I. REVIEW OF MICROBIAL GENETICS
C. DNA REPLICATION IN PROKARYOTIC CELLS
Fundamental statements for this learning object:
1. During DNA replication, each parent strand acts as a template for the synthesis of the other strand by way of complementary base pairing.
2. Complementary base pairing refers to DNA nucleotides with the base adenine only forming hydrogen bonds with nucleotides having the base thymine (A-T). Likewise, nucleotides with the base guanine can hydrogen bond only with nucleotides having the base cytosine (G-C).
3. Each DNA strand has two ends. The 5' end of the DNA is the one with the terminal phosphate group on the 5' carbon of the deoxyribose; the 3' end is the one with a terminal hydroxyl (OH) group on the deoxyribose of the 3' carbon of the deoxyribose.
4. To synthesize the two chains of deoxyribonucleotides during DNA replication, the DNA polymerase enzymes involved are only able to join the phosphate group at the 5' carbon of a new nucleotide to the hydroxyl (OH) group of the 3' carbon of a nucleotide already in the chain.
5. While the two strands of DNA are complementary, they are oriented in opposite directions to each other. One strand is said to run 5' to 3'; the opposite DNA strand runs antiparallel, or 3' to 5'.

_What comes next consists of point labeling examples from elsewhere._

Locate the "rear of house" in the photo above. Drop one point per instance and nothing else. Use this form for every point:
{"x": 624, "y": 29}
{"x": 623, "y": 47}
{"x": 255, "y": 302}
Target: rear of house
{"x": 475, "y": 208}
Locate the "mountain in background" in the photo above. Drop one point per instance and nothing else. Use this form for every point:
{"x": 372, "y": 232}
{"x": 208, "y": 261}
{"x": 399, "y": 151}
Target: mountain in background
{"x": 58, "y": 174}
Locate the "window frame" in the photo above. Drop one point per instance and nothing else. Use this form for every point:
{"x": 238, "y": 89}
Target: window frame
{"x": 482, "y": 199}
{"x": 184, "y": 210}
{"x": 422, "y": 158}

6. To begin DNA replication, unwinding enzymes called DNA helicases cause short segments of the two parent DNA strands to unwind and separate from one another at the origin of replication to form two "Y"-shaped replication forks.
7. Single-strand binding proteins bind to the now unpaired single-stranded regions so the two strands do not rejoin.
8. As the strands continue to unwind and separate in both directions around the entire DNA molecule, new complementary strands are produced by the hydrogen bonding of free DNA nucleotides with those on each parent strand.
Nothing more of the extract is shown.